Du sang, de la chique et du mollard | Mai 1167

S’était passée une semaine complète, où les tâches sur mon agenda se succédaient sans vraiment me fasciner. Ma trésorerie prenait un sacré coup compte tenu des réparations à effectuer sur le bâtiment, néanmoins, la tâche se devait d’être faite pour en assurer la pérennité. Il s’agissait non seulement de mon héritage séculaire, mais aussi de ma principale source de revenu depuis l’abandon de mes terres familiales, à l’extrême ouest du duché. Un rendez-vous avait été appointé à un intendant chargé des transactions extérieures de Marbrume ; qu’il s’agisse du Labret ou d’autres terres reconquises, la Manticore et moi-même étions mis à contribution, selon mon bon vouloir. Me mettre au service de Morguestanc n’était pas fait de gaieté de cœur mais bien afin de préserver mes privilèges. En l’état des choses, me retrouver ôté de mes titres ne m’apporterait qu’une fin peu souhaitable. Outre cela, une après-midi entière dépensée en frais de tailleur me vaudra enfin un costume ajusté à mes demandes, bien peu différent des précédents, mais plus adapté à la saison chaude qui ne saurait que poindre. Un dîner se devait être tenu le soir-même auprès d’un collaborateur et sympathisant de mes convictions, sur sa propriété de l’Esplanade où je tâche habituellement de rester discret, quoi que mes accointances soient connues des plus puissants de ce monde.
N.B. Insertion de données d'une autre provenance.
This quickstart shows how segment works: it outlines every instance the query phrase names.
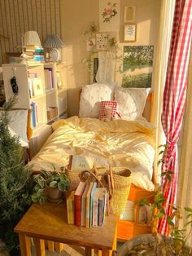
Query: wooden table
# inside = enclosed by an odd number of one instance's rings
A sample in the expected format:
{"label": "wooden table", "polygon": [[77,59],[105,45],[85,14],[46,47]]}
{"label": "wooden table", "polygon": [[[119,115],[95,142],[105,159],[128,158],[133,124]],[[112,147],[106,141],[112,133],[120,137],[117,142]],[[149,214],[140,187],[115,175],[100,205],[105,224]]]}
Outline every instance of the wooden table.
{"label": "wooden table", "polygon": [[85,255],[106,256],[116,249],[117,219],[110,214],[106,216],[103,227],[79,227],[67,223],[64,202],[46,202],[33,204],[14,230],[19,234],[21,256],[31,256],[30,237],[37,256],[46,255],[45,244],[51,251],[61,251],[63,244],[68,244],[85,247]]}

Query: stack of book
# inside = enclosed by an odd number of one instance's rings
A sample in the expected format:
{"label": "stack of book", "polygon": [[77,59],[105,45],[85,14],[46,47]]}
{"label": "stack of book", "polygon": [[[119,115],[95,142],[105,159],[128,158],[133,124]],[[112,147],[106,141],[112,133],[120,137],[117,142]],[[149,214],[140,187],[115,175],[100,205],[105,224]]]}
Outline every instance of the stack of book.
{"label": "stack of book", "polygon": [[96,183],[80,182],[67,199],[68,224],[78,227],[103,227],[107,201],[107,188]]}
{"label": "stack of book", "polygon": [[44,49],[41,46],[28,46],[25,47],[24,55],[28,55],[30,61],[44,63]]}

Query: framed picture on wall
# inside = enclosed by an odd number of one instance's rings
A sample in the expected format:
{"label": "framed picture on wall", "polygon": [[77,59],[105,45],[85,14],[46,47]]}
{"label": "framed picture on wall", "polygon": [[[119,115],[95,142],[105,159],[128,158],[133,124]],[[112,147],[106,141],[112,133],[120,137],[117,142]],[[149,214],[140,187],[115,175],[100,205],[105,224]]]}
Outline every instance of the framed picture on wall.
{"label": "framed picture on wall", "polygon": [[136,24],[128,24],[124,25],[124,42],[136,42]]}
{"label": "framed picture on wall", "polygon": [[135,22],[135,7],[124,7],[124,22]]}

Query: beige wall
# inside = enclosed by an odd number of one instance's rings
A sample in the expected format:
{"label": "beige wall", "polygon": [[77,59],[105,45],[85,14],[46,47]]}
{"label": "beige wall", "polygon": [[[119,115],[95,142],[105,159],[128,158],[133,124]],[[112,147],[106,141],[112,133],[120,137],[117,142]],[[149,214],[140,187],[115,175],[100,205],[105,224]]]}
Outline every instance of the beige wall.
{"label": "beige wall", "polygon": [[63,0],[62,3],[63,58],[68,65],[68,113],[73,116],[78,114],[79,88],[89,82],[89,73],[82,63],[88,56],[84,33],[91,22],[98,21],[98,1]]}
{"label": "beige wall", "polygon": [[[74,4],[75,2],[75,4]],[[124,7],[136,7],[137,42],[123,42]],[[69,115],[77,115],[79,109],[78,90],[89,83],[89,74],[82,60],[88,56],[85,51],[84,32],[91,22],[98,22],[98,0],[62,1],[62,38],[66,46],[63,57],[68,65],[68,110]],[[124,45],[154,45],[155,64],[157,46],[160,0],[121,0],[120,29],[117,38],[122,55]],[[120,63],[117,62],[116,69]],[[122,75],[116,72],[116,80],[120,84]]]}

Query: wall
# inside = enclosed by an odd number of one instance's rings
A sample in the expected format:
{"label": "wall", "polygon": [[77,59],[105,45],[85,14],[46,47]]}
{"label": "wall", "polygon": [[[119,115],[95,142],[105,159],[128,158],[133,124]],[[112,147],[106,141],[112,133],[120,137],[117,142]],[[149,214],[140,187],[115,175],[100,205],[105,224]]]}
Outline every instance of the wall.
{"label": "wall", "polygon": [[37,31],[41,44],[50,33],[60,36],[60,0],[1,0],[0,63],[4,62],[5,52],[21,51],[17,46],[26,31]]}
{"label": "wall", "polygon": [[64,0],[62,7],[63,59],[68,65],[68,96],[70,116],[78,114],[80,88],[89,83],[89,73],[82,60],[88,56],[84,33],[91,22],[98,22],[98,1]]}
{"label": "wall", "polygon": [[[124,7],[136,7],[137,42],[123,42]],[[121,0],[120,1],[120,29],[117,38],[120,51],[123,54],[124,45],[153,45],[155,46],[155,61],[157,46],[158,27],[160,11],[160,0]],[[68,109],[69,115],[77,115],[79,108],[78,90],[81,86],[89,83],[89,74],[82,60],[88,56],[84,42],[84,32],[91,22],[98,22],[98,0],[64,0],[62,6],[62,24],[66,46],[63,50],[68,74]],[[116,70],[120,63],[117,62]],[[116,80],[121,84],[122,74],[116,71]]]}

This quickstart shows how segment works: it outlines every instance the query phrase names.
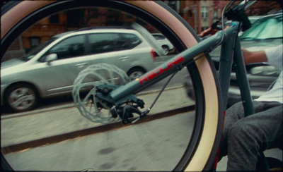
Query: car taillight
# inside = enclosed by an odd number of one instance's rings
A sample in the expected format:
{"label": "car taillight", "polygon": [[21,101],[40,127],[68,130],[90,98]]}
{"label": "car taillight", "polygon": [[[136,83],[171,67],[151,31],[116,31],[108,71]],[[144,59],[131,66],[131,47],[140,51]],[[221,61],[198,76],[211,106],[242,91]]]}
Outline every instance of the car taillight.
{"label": "car taillight", "polygon": [[155,61],[157,56],[156,56],[156,53],[154,51],[154,49],[151,49],[151,56],[152,56],[152,59],[154,60],[154,61]]}

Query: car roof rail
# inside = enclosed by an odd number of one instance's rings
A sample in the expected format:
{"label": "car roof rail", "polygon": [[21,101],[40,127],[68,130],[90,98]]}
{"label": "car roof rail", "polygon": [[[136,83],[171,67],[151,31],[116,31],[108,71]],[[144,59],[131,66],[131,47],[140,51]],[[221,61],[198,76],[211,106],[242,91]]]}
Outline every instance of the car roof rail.
{"label": "car roof rail", "polygon": [[133,30],[133,28],[130,26],[126,26],[126,25],[122,25],[122,26],[118,26],[118,25],[114,25],[114,26],[96,26],[96,27],[83,27],[81,29],[76,30],[75,32],[79,32],[79,31],[85,31],[85,30],[97,30],[97,29],[128,29],[128,30]]}

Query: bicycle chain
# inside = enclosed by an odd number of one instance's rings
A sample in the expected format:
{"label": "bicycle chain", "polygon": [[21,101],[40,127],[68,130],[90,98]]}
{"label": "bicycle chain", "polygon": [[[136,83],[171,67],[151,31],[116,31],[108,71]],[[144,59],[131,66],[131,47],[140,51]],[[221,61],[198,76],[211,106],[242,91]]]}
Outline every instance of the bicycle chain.
{"label": "bicycle chain", "polygon": [[[93,82],[86,82],[86,79],[91,79]],[[115,65],[98,63],[88,66],[81,70],[75,81],[72,96],[76,107],[80,113],[93,123],[109,123],[119,121],[112,118],[110,109],[107,104],[96,97],[97,87],[100,85],[125,85],[131,81],[126,73]],[[80,93],[83,87],[92,87],[84,98],[81,98]],[[91,106],[88,106],[91,102]],[[103,112],[102,109],[108,112]],[[107,113],[107,114],[105,114]]]}

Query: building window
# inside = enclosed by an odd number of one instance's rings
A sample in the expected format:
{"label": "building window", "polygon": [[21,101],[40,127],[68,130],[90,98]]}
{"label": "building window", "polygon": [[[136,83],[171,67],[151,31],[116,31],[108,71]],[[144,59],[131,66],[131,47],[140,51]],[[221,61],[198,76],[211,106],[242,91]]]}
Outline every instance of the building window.
{"label": "building window", "polygon": [[50,18],[50,23],[57,24],[59,22],[59,14],[53,14]]}
{"label": "building window", "polygon": [[202,6],[202,17],[207,18],[208,17],[208,7]]}
{"label": "building window", "polygon": [[37,47],[40,44],[40,37],[30,37],[30,48]]}

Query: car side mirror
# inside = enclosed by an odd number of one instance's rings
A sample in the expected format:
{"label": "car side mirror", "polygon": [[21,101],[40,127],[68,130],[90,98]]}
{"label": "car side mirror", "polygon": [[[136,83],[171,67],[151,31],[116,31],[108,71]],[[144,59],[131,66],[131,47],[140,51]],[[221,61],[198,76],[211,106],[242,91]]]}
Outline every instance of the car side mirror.
{"label": "car side mirror", "polygon": [[280,71],[272,66],[257,66],[251,68],[253,75],[278,76]]}
{"label": "car side mirror", "polygon": [[45,61],[47,62],[48,65],[50,65],[51,62],[52,62],[53,61],[56,61],[57,59],[58,59],[57,54],[53,53],[46,56]]}

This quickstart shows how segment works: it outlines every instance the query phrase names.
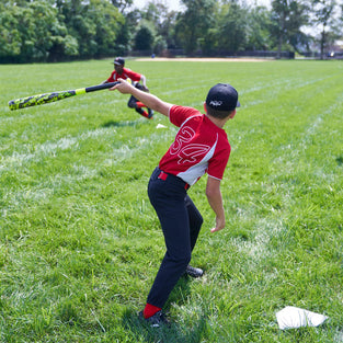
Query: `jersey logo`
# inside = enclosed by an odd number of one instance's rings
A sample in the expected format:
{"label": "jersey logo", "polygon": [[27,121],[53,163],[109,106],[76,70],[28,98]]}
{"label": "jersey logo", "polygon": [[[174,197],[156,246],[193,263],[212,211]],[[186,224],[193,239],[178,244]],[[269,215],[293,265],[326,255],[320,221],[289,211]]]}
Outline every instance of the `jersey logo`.
{"label": "jersey logo", "polygon": [[178,164],[195,163],[198,157],[204,157],[210,146],[202,144],[190,144],[194,138],[195,132],[190,126],[184,126],[180,129],[175,137],[175,141],[170,147],[170,153],[179,157]]}

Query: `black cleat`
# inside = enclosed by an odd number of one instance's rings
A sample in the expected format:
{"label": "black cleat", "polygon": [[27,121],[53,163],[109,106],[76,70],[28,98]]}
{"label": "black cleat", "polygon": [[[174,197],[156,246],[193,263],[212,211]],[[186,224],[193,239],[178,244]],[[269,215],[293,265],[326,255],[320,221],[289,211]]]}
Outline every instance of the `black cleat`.
{"label": "black cleat", "polygon": [[140,319],[144,319],[150,328],[161,328],[163,325],[170,325],[170,321],[167,319],[165,315],[162,311],[158,311],[149,318],[144,318],[142,311],[140,311],[138,316]]}
{"label": "black cleat", "polygon": [[186,274],[192,277],[202,277],[204,275],[204,271],[201,268],[195,268],[194,266],[187,265]]}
Chaque devoir se voyait entrecoupé d’autres occupations plus personnelles ; quelques temps de prière le soir venu, peu avant la fermeture des hauts battants sacrés du Temple Trinitaire, lorsque je me rendais sous la statue de Rikni pour lui imposer mes incessants questionnements. Parfois, une emplette d’ordre personnel donc je ne déléguais pas la tâche à mes serviteurs, ces moments où je me dégourdissais les jambes étaient parfois salutaires à un âge où la fougue démesurée de la jeunesse portait ses premières conséquences. Puis, la visite sans annonce d’une courtisane dont je récompensais soit le verbe, soit le silence, selon l’humeur dans laquelle je me trouvais à l’instant de son intrusion. Bien sûr, mon esprit fendillé ne me laissait aucun répit, perturbant le flot de mes songes et de mes paroles, me laissant parfois à errer dans un recoin de la cité où je n’avais aucun souvenir de m’être rendu. Cependant, je ne songeais pas une fois à aller contrôler le déroulement de l’entretien, sachant que ma confiance en mon second DeBréhant se savait entre d’habiles mains.

☙ • ❧

Le septième soir, celui du salaire, approche à grands pas et je me prépare confortablement à me rendre au quartier portuaire afin d’inspecter les travaux terminés. Ce trajet, l’un des plus familiers qui soient à ma mémoire, me permet de laisser libre cours à l’afflux des chuchotis et parasites songes avides de s’épandre en commentaires inintelligibles, de moi comme du monde. La fin de la journée sonne un relatif apaisement du tohu-bohu journalier, à mesure que les ouvriers retrouvent leurs quartiers et familles pour les plus chanceux d’entre eux. Les allées détrempées et boueuses ne m’effraient pas plus que les tripes crasseuses et pestilentielles des poissons éventrés ayant souffert du soleil printanier, car ce n’est pas en costume mais en accoutrement de capitaine que je me présente à mon équipage se positionnant en rang serré sur le quai où la belle Manticore repose, rafraîchie en tout point ; emmailloté d’une ample chemise blanche dont la frontière est insérée dans une ceinture de soie verdâtre, c’est une riche redingote de même couleur, en laine rigide, qui coiffe mes épaules et mon col. Des hauts-de-chausses légèrement bouffants complètent une panoplie comme destinée à me faire paraître plus robuste que je ne le suis déjà, monté sur une paire de hautes bottes en cuir naturel. C’est DeBréhant qui se présente le premier, fier second et chargé de superviser le labeur de mes suivants. Puis d’Avila, responsable de me faire parvenir ses conclusions sur le travail du petit Rubin dont j’aperçois, du coin de l’œil, la présence. L’échange dure, assurément, et certains hommes s’impatientent sans doute, cependant je tâche de recevoir la totalité du compte-rendu avant de me présenter face à la trentaine de matelots de tous horizons qui espère sans doute mon appréciation.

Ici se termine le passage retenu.